Die Geschichte plätschert nur so vor sich hin. Eigentlich passiert in den Wochen, die der Roman abdeckt, recht viel – zu viel, um allen Punkten auf knapp dreihundert Seiten gerecht zu werden, und so werden sie wie schon im ersten Band eher oberflächlich abgehandelt. Die Schwierigkeiten, die im Klappentext des Buches erwähnt werden, entpuppen sich zudem bald als gar nicht so gravierend, wie sie beschrieben werden.

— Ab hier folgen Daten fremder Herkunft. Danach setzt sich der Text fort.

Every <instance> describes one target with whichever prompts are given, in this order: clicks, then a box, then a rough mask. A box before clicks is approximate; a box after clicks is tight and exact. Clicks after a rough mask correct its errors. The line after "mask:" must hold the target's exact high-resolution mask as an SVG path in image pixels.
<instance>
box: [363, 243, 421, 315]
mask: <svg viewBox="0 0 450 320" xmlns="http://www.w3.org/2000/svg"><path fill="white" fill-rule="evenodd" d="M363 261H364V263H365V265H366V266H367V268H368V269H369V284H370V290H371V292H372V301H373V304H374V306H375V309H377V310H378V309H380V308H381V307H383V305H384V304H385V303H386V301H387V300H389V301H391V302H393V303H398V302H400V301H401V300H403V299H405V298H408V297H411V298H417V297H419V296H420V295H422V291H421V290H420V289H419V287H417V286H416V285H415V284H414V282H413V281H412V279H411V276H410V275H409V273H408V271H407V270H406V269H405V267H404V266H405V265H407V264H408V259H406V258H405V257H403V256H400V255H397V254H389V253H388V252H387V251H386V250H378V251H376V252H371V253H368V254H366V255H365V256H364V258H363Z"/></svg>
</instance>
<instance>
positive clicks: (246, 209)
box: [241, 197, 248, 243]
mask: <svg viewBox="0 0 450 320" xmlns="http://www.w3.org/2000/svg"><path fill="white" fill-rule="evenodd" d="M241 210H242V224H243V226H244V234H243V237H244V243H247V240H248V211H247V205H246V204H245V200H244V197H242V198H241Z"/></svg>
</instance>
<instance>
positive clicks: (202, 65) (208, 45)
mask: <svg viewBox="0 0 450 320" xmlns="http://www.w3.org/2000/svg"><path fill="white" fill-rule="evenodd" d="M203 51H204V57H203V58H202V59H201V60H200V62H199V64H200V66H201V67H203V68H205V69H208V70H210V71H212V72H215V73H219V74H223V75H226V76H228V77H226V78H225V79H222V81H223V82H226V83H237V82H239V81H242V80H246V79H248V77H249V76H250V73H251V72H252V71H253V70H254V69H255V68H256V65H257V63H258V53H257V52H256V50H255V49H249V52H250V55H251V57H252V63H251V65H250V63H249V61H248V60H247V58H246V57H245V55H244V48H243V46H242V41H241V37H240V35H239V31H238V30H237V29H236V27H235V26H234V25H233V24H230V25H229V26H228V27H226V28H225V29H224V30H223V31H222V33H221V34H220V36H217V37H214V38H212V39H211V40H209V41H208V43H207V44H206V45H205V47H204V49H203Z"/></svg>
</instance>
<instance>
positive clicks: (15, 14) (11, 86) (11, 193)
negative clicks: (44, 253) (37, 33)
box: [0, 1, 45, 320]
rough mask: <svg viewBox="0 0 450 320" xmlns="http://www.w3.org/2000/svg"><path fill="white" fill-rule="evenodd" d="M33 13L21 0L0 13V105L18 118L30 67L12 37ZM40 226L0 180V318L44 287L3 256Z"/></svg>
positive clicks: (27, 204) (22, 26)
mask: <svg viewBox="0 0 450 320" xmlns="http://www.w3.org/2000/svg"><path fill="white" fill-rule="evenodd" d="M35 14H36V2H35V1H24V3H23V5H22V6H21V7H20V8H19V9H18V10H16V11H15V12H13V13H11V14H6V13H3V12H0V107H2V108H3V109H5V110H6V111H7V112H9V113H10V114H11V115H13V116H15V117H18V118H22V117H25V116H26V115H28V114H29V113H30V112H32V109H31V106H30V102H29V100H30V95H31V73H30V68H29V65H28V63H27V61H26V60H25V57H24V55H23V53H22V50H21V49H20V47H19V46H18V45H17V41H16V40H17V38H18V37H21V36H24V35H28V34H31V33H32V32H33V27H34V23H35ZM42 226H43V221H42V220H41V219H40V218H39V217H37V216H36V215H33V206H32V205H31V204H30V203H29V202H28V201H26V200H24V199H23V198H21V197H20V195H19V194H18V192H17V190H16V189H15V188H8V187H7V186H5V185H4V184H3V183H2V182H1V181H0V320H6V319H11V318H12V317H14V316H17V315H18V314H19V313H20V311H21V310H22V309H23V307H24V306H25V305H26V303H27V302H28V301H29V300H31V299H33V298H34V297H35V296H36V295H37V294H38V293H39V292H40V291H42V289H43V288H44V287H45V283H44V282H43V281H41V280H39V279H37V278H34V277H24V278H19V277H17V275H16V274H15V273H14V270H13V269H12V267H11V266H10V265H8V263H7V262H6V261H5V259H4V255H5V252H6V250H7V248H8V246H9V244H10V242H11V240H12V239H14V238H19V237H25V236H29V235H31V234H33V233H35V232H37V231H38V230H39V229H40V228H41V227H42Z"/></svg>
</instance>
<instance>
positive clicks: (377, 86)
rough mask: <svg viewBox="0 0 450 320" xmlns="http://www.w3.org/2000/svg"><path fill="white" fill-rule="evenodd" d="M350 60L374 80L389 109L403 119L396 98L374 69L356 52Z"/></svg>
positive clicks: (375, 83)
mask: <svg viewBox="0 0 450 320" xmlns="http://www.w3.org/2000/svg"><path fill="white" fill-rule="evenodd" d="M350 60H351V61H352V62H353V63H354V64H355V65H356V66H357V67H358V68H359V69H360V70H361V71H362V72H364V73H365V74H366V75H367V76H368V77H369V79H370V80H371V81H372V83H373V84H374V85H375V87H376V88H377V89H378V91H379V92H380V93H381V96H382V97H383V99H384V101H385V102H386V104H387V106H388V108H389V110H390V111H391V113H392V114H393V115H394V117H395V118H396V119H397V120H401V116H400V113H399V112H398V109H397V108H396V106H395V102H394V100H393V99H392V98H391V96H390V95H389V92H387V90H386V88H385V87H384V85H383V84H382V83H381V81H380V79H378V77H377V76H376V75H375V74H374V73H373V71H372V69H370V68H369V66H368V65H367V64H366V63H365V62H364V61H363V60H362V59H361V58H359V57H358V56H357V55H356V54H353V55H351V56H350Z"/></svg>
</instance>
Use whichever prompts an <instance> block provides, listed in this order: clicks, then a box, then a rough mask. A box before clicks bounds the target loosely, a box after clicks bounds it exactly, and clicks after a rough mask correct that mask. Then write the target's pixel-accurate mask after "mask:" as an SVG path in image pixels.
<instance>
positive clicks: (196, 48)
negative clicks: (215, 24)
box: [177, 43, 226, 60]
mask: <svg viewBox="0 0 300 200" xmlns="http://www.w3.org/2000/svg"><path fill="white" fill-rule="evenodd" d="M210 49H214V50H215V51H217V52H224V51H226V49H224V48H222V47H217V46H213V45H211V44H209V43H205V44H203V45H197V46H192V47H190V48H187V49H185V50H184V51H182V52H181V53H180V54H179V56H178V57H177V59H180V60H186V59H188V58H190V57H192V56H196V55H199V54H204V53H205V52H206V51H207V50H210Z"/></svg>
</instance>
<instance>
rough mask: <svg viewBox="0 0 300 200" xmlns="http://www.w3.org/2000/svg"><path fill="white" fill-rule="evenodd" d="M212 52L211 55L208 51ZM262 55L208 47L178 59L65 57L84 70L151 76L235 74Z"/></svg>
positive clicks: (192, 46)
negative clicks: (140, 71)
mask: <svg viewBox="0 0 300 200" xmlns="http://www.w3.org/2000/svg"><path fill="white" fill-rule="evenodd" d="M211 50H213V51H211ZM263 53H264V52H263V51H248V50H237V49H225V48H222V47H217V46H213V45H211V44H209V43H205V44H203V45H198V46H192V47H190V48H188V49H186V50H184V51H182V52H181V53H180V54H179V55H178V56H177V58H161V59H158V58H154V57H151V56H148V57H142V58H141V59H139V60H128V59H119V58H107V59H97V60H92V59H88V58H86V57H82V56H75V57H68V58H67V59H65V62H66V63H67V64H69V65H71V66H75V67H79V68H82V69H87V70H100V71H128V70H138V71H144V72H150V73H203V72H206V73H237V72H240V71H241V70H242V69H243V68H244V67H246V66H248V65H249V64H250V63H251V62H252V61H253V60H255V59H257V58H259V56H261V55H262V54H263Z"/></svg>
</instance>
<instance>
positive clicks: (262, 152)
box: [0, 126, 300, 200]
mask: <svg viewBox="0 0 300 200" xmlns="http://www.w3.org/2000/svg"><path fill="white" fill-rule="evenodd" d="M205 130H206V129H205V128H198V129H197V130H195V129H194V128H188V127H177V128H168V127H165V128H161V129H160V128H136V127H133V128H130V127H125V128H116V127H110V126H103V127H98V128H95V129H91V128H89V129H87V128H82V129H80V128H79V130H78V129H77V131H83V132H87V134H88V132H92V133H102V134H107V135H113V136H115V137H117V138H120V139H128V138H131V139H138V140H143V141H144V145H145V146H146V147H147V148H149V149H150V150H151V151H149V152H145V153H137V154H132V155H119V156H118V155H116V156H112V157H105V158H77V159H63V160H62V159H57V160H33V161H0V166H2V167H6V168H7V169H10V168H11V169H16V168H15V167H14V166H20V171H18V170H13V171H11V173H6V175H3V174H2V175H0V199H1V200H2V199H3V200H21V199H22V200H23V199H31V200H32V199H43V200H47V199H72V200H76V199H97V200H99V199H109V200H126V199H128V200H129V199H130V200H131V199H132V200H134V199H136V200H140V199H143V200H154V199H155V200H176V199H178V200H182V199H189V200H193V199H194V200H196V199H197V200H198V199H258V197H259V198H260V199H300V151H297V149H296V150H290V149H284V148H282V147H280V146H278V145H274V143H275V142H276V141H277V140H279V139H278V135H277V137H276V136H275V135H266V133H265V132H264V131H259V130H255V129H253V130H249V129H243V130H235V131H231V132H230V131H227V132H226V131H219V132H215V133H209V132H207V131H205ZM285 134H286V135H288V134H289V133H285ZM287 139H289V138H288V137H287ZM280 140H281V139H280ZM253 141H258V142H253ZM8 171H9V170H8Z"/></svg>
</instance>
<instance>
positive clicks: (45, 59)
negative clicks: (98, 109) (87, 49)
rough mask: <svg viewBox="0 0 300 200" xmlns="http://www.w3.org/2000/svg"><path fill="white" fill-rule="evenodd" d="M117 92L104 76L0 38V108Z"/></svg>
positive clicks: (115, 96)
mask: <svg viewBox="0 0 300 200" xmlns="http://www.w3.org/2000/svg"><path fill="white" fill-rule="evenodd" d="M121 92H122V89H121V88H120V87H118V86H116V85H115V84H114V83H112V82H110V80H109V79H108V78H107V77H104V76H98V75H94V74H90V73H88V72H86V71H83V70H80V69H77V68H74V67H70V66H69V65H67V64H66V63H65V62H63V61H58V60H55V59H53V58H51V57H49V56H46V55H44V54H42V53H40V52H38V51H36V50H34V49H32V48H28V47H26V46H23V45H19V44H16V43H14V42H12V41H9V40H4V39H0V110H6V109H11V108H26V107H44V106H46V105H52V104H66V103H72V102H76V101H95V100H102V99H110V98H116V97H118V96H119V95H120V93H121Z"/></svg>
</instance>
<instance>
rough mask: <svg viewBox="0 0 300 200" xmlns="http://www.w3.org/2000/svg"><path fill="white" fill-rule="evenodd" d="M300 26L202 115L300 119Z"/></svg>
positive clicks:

Und wie schon im ersten Band gibt es auch hier wieder einen Betrugsfall, in den Clara zufällig hinein stolpert und zu dem sie natürlich gleich wichtige Hinweise zur Aufdeckung liefern kann. Nicht alle Ereignisse, die angerissen werden, werden vollständig abgeschlossen. Ich empfinde es als unbefriedigend, wenn sich über nicht gerade wenige Seiten ein Konflikt aufbaut und auf diesen dann plötzlich gar nicht mehr eingegangen wird, er in einem Nebensatz in einem späteren Kapitel abgehakt wird, die Bedrohung innerhalb weniger Sätze in sich zusammenfällt oder aber die Auflösung möglicherweise in einem späteren Band zu finden ist, dies aber nicht explizit zu erkennen ist.
Wenigstens betätigt Clara sich hier über einen großen Teil der Seiten auch tatsächlich als Hebamme, wenn schon nicht besonders häufig während einer Geburt, so doch zumindest mit Vor- und Nachbereitungen, also echter Hebammenarbeit. Im Gegensatz zum ersten Band sind diese Tätigkeiten allerdings eher unspektakulär und ziehen sich zum Teil sehr in die Länge, was bei den wenigen Seiten schon eine Kunst ist.
Auch sprachlich konnte mich dieser Roman nicht überzeugen, denn in diesem Band wird wie schon im ersten fleißig gesiezt. Nicht nur die Bürger siezen sich, auch der König wird so angesprochen und siezt ebenso zurück.

Fazit
Hat mir schon der erste Teil nicht wirklich gefallen, so hat mich der zweite nun davon überzeugt, die Reihe nicht weiter zu verfolgen. Für das Buch sprechen einzig die wenigen Seiten, denn so hat man es schnell hinter sich gebracht. Ich kann keine Leseempfehlung aussprechen.